Home raised beef, and that's about it.

I grew up on a farm.

A few months ago I had a conversation on Twitter with a young man from Baltimore. He described himself as an aspiring foodie, and was hoping to grow all of his own food one day. He asked me what it was like to grow up on a farm. My response, "The best thing that has ever happened in my life. I learned responsibility for livestock and land. My family was there with me and you can't beat home raised beef."

He told me I was lucky. And how great it was to have access to all that food. However, that is where he misunderstood. Even though I grew up on a farm and we had home-raised beef, and pork from a the neighbor down the road we still went to town to buy our eggs, milk, cheese, fruit and vegetables. He was really shocked.

He didn't think about the fact that where I grew up in Alberta the crops we grow are mostly barley, oats, canola and grassland for hay. Yes, our family could have had chicken but with my fear of birds that probably won't have worked out real well! And we didn't have the time to grow a garden. From June to August my sister and I were lucky to be home for more than two days in a row with all the 4-H camps, livestock shows and agricultural trips we were taking. My understanding is if you are not there to water, weed and harvest a garden it doesn't work out so well.

I consider myself a farmer, but I don't know if I could feed myself somedays. It takes time and resources that I don't always have access to. Something to think about and make sure the consumer understands.

This is sorghum. Where I grew up it isn't grown, but lots can be found in Kansas. 


  1. Crystal, I have found this misconception to be true in my travels also. I live in the heart of agriculture. But we have brutal winters and I buy a majority of our food even though the farmers around me including my family farm help feed the world's population. Thanks for sharing your insight!

  2. This is great! Where I grew up we have 70+/- frost free days a year. Poeple don't understand the complexities of growing food. I need people in the central valley of California to raise dairy animals for my milk, just as I need my friends in Florida for oranges. A 100% local diet is near impossible anywhere. It's so hard for people to understand.

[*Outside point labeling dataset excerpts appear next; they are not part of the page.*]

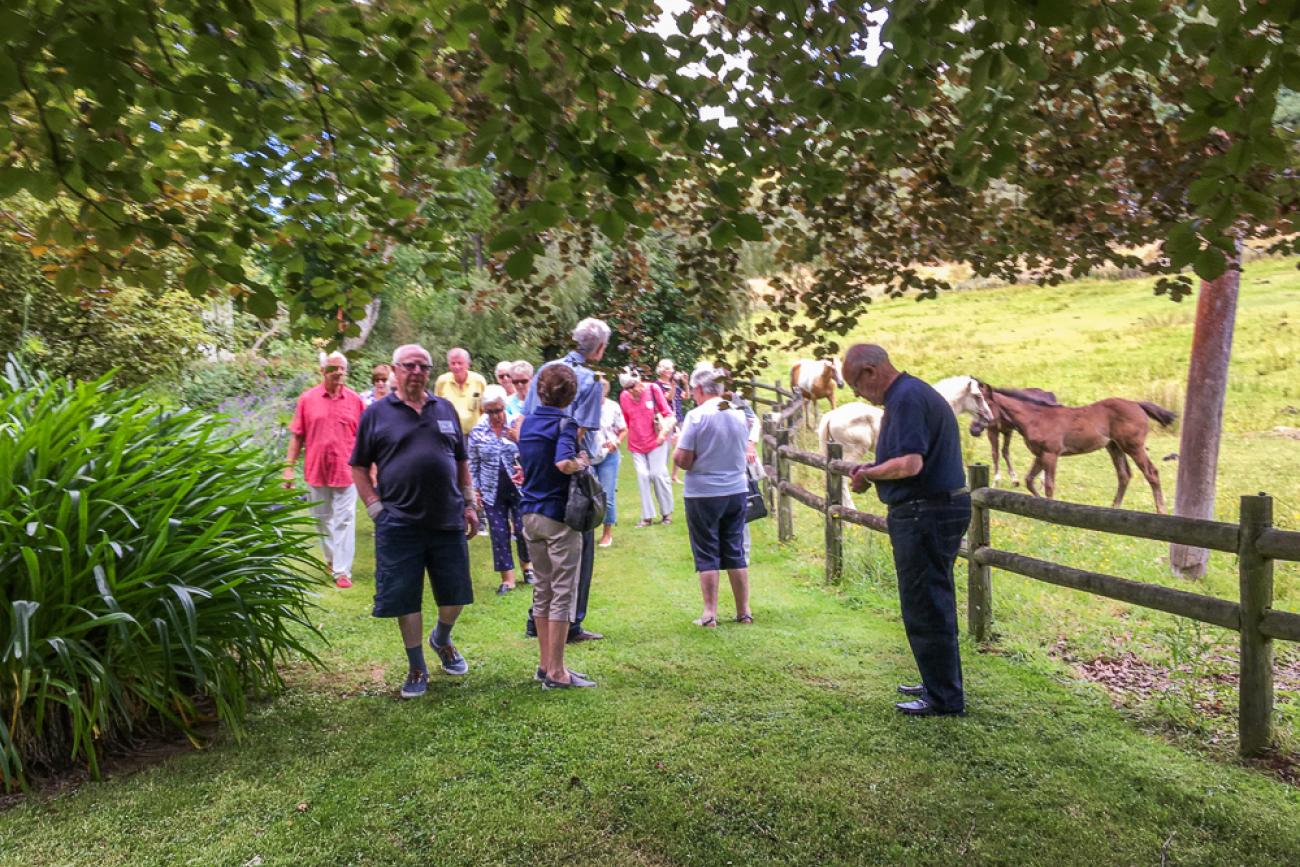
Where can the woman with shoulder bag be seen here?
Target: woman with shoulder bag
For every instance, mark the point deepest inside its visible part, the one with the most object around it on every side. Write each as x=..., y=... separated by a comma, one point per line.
x=549, y=452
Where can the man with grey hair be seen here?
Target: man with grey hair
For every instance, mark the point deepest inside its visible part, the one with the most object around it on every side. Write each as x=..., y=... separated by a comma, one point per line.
x=711, y=451
x=421, y=511
x=324, y=429
x=463, y=388
x=592, y=337
x=918, y=476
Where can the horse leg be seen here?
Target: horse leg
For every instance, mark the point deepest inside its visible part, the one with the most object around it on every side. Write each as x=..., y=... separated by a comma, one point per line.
x=1006, y=456
x=1048, y=462
x=1034, y=473
x=1122, y=472
x=1152, y=475
x=992, y=442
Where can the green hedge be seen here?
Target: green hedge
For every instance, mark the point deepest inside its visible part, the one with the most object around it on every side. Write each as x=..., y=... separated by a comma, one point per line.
x=152, y=569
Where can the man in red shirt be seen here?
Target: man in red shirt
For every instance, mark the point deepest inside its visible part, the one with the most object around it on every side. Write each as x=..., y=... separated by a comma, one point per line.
x=324, y=427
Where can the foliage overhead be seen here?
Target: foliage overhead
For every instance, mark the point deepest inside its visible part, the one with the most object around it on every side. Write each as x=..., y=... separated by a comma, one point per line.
x=154, y=572
x=1023, y=137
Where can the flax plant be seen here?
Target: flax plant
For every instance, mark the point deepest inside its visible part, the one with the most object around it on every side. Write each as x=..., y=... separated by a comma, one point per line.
x=152, y=572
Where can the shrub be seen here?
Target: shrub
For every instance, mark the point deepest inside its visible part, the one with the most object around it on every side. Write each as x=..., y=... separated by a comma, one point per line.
x=154, y=572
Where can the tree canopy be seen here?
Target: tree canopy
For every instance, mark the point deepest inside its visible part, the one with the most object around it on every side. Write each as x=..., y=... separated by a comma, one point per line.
x=1027, y=138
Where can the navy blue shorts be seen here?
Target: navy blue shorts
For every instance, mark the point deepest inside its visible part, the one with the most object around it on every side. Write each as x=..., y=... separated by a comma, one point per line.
x=403, y=554
x=716, y=527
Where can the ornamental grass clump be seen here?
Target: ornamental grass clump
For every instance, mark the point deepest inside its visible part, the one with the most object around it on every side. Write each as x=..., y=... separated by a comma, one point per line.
x=152, y=572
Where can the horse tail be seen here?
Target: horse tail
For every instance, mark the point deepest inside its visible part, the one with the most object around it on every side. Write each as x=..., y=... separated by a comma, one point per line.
x=1160, y=414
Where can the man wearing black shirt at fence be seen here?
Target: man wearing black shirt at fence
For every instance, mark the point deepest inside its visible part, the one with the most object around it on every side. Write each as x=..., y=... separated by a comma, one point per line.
x=918, y=476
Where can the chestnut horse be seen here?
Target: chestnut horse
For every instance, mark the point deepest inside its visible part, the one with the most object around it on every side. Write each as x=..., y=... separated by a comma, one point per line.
x=813, y=380
x=997, y=425
x=1051, y=430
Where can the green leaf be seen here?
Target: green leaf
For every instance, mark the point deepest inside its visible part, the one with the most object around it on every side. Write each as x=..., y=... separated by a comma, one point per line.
x=748, y=226
x=520, y=264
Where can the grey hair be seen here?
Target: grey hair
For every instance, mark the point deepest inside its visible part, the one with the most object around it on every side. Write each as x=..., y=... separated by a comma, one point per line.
x=590, y=334
x=333, y=358
x=707, y=380
x=866, y=355
x=493, y=394
x=406, y=347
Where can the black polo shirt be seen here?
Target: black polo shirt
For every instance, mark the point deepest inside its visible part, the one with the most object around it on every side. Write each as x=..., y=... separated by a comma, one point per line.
x=918, y=421
x=416, y=455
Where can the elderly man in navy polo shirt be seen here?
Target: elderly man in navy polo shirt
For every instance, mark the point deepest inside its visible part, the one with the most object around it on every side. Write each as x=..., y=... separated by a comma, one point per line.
x=592, y=337
x=421, y=511
x=918, y=475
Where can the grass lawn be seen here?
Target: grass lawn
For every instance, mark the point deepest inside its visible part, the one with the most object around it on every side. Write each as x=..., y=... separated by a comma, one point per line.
x=1087, y=341
x=767, y=744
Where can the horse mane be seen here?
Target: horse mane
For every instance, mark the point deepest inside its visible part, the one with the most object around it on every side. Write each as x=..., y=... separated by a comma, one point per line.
x=1017, y=394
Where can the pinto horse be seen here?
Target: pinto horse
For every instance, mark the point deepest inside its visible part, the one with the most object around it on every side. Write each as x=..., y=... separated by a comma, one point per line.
x=814, y=380
x=1000, y=427
x=1052, y=430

  3. Great post! I'm surprised people think this, but I guess it does kind of go along with the 'picturesque' family farm so many people imagine. We have pigs and sheep, and I love working with livestock, but I will admit that I despise gardening. I'm just not patient enough! I also can't drive a tractor to save my life (yes, I am a country girl but I cannot get the hang of shifting gears no matter how many people teach me!) All of those facts just make me even more thankful that we have so many growers and producers who raise the things I don't have time for or no interest in. That's one of the best parts about agriculture being so diverse--there's something for everyone!

  4. Excellent thoughts. Thanks for sharing. We're farmers, but not gardeners, too! :) New follower, would love you to stop by to visit sometime:


  5. Thanks so much for all your comments. It sounds like many of you are in the same position that I am. It is important that we let the consumer know this.